All of this comes as US hospitalizations hit records and new lockdowns are imposed across the country. California has imposed a curfew on most residents in the state, and Ohio issued a stay-at-home order from 10 PM to 5 AM lasting for three weeks. “We are discouraging get-togethers and gatherings to minimize the spread of the virus while minimizing the economic impact of a complete shutdown,” Governor Mike DeWine said.
Meanwhile, Steve Mnuchin and Jerome Powell are engaged in a rare public dispute over the return of nearly a half-trillion in Treasury funding for the Fed’s emergency vehicles. Mnuchin claims he wants to money back so that Congress can redirect it to places where it’s needed, but Powell seems to doubt the sincerity of Mnuchin’s letter, sent Thursday afternoon.
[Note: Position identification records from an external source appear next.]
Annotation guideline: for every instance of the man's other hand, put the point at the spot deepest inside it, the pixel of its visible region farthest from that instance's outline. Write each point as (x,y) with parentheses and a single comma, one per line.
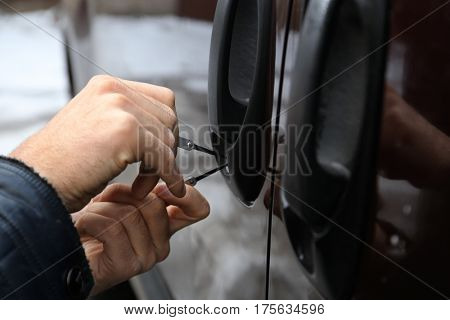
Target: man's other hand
(123,237)
(110,124)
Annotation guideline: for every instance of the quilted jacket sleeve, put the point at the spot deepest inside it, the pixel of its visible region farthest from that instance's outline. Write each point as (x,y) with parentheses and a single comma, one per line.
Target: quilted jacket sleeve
(40,252)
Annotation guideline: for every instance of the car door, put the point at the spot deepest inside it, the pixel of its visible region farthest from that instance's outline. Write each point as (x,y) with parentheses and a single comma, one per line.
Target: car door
(341,110)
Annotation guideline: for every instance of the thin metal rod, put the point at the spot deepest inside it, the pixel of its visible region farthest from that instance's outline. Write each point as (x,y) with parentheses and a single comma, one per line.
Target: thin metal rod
(204,150)
(275,151)
(193,180)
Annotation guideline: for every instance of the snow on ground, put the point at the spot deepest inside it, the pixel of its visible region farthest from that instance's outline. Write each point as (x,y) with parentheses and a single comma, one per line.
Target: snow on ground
(33,83)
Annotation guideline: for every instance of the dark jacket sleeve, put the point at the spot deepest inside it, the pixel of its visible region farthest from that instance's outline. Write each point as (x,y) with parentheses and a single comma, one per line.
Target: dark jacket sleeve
(40,252)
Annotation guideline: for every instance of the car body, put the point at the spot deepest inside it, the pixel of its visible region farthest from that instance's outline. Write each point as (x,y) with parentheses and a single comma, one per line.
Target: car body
(322,68)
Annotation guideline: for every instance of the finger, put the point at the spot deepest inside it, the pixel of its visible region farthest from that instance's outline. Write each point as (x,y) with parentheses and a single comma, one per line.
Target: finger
(165,113)
(185,211)
(116,245)
(135,227)
(158,160)
(162,94)
(151,123)
(154,215)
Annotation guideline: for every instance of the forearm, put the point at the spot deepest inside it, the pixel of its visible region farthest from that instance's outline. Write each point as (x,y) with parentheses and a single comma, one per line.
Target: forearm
(39,248)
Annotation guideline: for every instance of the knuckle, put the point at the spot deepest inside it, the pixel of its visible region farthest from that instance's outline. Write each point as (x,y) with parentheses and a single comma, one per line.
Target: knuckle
(205,209)
(169,157)
(172,119)
(117,100)
(104,83)
(115,229)
(128,125)
(149,260)
(164,253)
(169,95)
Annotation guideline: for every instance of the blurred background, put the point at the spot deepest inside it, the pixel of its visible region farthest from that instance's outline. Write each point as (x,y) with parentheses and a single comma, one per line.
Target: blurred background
(165,42)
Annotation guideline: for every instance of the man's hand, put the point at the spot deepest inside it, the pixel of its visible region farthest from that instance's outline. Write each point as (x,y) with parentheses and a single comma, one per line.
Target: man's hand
(110,124)
(123,237)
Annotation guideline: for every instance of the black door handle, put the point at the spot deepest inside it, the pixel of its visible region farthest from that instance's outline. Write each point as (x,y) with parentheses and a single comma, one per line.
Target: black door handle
(240,92)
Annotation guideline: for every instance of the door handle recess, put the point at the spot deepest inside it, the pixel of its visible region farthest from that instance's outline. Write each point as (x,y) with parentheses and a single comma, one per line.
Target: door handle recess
(240,92)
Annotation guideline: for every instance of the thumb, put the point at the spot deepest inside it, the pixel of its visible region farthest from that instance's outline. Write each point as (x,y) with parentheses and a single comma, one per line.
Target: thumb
(185,211)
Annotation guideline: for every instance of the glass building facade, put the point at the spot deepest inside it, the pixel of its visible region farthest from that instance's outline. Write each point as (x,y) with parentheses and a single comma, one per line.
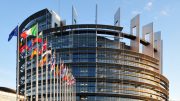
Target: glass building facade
(105,67)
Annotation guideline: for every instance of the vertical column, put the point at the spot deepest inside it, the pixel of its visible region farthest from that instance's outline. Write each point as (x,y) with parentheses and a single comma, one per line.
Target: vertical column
(117,18)
(147,35)
(134,30)
(74,16)
(158,46)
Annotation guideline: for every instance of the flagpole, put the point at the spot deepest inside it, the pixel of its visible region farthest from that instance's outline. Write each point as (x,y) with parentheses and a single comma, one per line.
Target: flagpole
(31,76)
(57,84)
(25,70)
(17,75)
(42,59)
(46,71)
(60,90)
(54,75)
(37,59)
(51,77)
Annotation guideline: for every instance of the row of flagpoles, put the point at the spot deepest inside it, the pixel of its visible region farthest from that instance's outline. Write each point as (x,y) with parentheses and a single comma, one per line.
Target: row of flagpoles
(32,47)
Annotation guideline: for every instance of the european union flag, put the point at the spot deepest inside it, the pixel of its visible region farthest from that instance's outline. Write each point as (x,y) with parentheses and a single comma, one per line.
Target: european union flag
(13,33)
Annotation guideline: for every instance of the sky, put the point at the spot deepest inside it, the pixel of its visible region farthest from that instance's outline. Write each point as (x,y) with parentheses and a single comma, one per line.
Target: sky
(165,14)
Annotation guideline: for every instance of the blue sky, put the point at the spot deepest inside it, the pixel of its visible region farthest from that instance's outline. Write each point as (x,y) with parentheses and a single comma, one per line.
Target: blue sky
(164,13)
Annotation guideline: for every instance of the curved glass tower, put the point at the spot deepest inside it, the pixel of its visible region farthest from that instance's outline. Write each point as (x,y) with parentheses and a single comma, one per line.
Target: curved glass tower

The Fed chair didn’t say that, of course, but the notion that Congress would move swiftly to repurpose the funds is wishful thinking at a time when both parties have been deadlocked on additional stimulus for months.
For investors and traders, the risk is a withdrawal of liquidity into year-end, and there is already some speculation, if unspoken, that Mnuchin could be attempting to undermine markets and the economy ahead of Joe Biden’s inauguration.
“The opposing stances of Mnuchin and Powell on the extension of ‘the full suite’ of bailout facilities has become the market’s primary focus as the weekend quickly approaches,” BMO’s Ian Lyngen and Ben Jeffery said Friday. “Allowing the expiration of the corporate credit facilities (both primary and secondary) is the headline eyebrow raiser, however, ending the muni liquidity program and Main Street lending also present market disruption risks,” they added, before noting that although “the question of ‘why not both continuing the facilities and providing further fiscal aid?’ falls well into the territory of the political… the fact of the matter remains that this debate is very much front and center as investors attempt to navigate the balance of 2020.”
So, as health officials look poised to grant emergency use authorization for vaccine candidates, Mnuchin is effectively trying to revoke the Fed’s emergency use authorization when it comes to funding for some of the central bank’s crisis-fighting measures.
Finally, markets will be anxious Friday about Donald Trump’s planned meeting with key lawmakers from Michigan. The discussion at the White House is being billed as Trump’s “last stand,” and some worry that, despite assurances from the two lawmakers, the president will attempt to compel them to overrule voters and take the state away from Biden. That sounds like science fiction, but then again, what doesn’t these days?